Let’s say you buy 100LCY into dimension X, and the person entering the sale posts to dimension Y, either by accident or intentionally. If you were to run inventory valuations, filtered by dimension, the dimension X will show 100LCY on hand, while dimension Y will show negative 100. They offset each other, and unfiltered the value is 0, which is correct. There is no functionality built into NAV that tests or checks that dimensions match on the inflow and outflow of goods. So your inventory valuation, FILTERED BY DIMENSION, is out. Depending on how they do their margin analysis, that may show as out as well. The direct entry should be to the correct dimension, but margin won’t line up with inventory levels.
You may ‘never’ want to run statements or reports this way (filtered by dimension value), but never is a long time.
I spent a lot of time with and for my client reconciling ‘differences’ in their inventory.
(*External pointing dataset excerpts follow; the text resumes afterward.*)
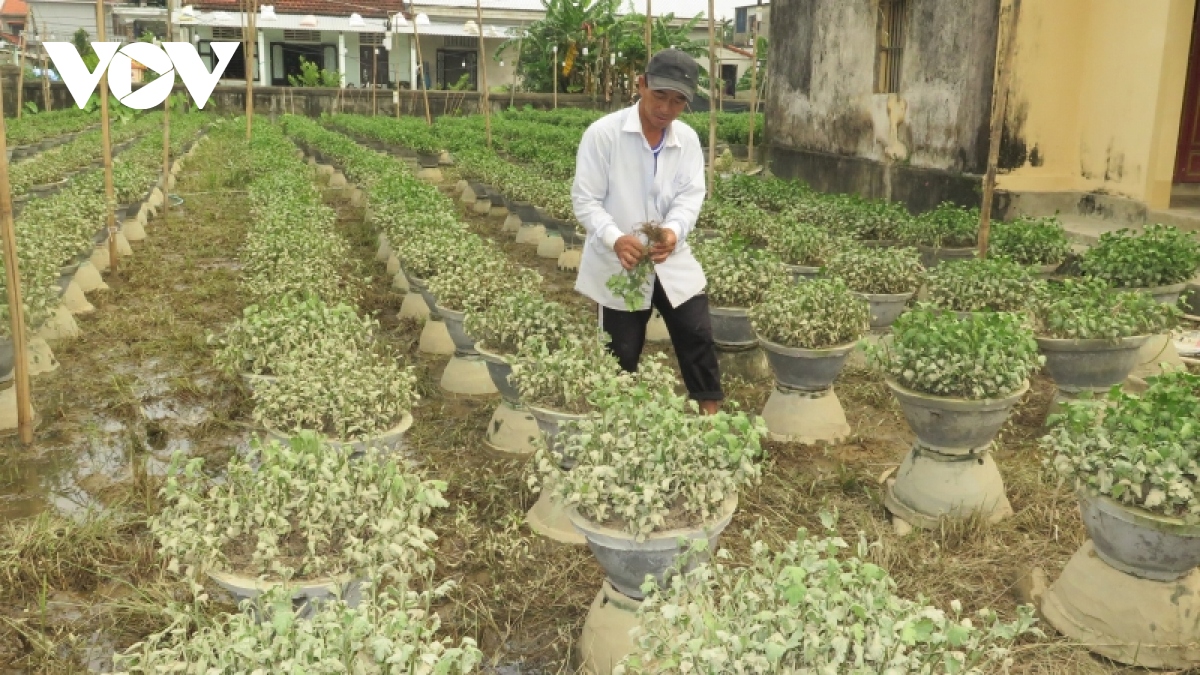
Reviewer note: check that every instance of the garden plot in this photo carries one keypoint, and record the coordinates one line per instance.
(520, 597)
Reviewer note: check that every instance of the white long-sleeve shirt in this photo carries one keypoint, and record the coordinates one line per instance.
(617, 187)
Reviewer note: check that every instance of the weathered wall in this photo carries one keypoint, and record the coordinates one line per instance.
(1096, 99)
(829, 127)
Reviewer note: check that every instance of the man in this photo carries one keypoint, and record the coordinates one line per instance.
(635, 166)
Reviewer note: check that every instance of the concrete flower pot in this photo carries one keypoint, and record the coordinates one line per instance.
(306, 596)
(390, 441)
(803, 273)
(627, 561)
(886, 308)
(1139, 542)
(954, 426)
(463, 344)
(1164, 294)
(1090, 365)
(732, 328)
(933, 256)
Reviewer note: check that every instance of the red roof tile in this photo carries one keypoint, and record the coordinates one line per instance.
(327, 7)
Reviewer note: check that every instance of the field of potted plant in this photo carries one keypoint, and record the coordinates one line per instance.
(349, 554)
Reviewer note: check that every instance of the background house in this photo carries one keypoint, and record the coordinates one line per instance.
(893, 99)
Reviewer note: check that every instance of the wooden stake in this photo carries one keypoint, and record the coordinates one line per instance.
(251, 37)
(712, 96)
(420, 61)
(999, 105)
(21, 72)
(107, 148)
(166, 132)
(754, 93)
(17, 316)
(649, 34)
(483, 75)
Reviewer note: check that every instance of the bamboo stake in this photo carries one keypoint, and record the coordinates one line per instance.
(649, 34)
(516, 69)
(754, 93)
(17, 317)
(483, 75)
(999, 105)
(166, 132)
(712, 96)
(251, 37)
(107, 147)
(21, 73)
(420, 60)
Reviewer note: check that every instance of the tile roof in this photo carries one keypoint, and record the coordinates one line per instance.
(17, 7)
(330, 7)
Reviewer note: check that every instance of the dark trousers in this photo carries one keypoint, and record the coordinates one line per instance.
(691, 334)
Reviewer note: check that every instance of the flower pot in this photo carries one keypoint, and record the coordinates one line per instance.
(1139, 542)
(954, 426)
(731, 328)
(1164, 294)
(463, 344)
(886, 308)
(306, 596)
(933, 256)
(1090, 365)
(499, 369)
(550, 423)
(390, 441)
(423, 288)
(808, 370)
(627, 561)
(803, 273)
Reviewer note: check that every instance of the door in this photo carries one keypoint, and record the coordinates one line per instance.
(455, 66)
(1187, 156)
(730, 78)
(378, 75)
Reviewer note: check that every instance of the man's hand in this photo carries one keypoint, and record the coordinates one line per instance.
(629, 250)
(659, 252)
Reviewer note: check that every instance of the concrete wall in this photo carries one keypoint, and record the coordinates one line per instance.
(916, 145)
(1096, 99)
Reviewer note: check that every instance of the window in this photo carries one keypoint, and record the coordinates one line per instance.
(301, 36)
(893, 19)
(226, 33)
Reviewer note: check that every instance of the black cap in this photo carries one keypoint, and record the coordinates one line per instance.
(672, 69)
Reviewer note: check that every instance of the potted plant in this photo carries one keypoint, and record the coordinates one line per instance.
(738, 276)
(780, 610)
(973, 285)
(358, 398)
(394, 631)
(808, 330)
(301, 513)
(1161, 261)
(1091, 335)
(947, 232)
(957, 381)
(651, 471)
(285, 327)
(888, 278)
(1038, 243)
(1133, 464)
(803, 248)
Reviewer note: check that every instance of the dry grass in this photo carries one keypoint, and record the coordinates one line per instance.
(522, 597)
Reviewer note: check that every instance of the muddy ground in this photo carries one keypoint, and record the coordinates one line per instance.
(78, 575)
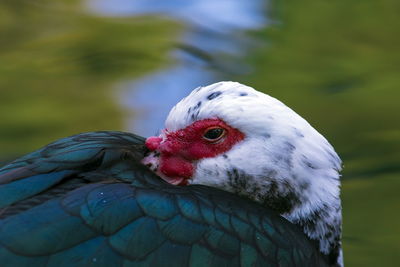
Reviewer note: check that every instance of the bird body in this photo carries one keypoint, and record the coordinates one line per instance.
(97, 205)
(257, 186)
It always balanced overall, but they were looking at a dimension value level. We finally put some tight controls in, and made sure that they would always sell from the same dimension the purchase went to. This is not an entirely satisfactory situation, because if a ‘mistake’ is made on the inflow, it has to be perpetuated in the outflow. Either that, or they have to do an item journal to correct all the entries, and their volume is such that this is highly inconvenient.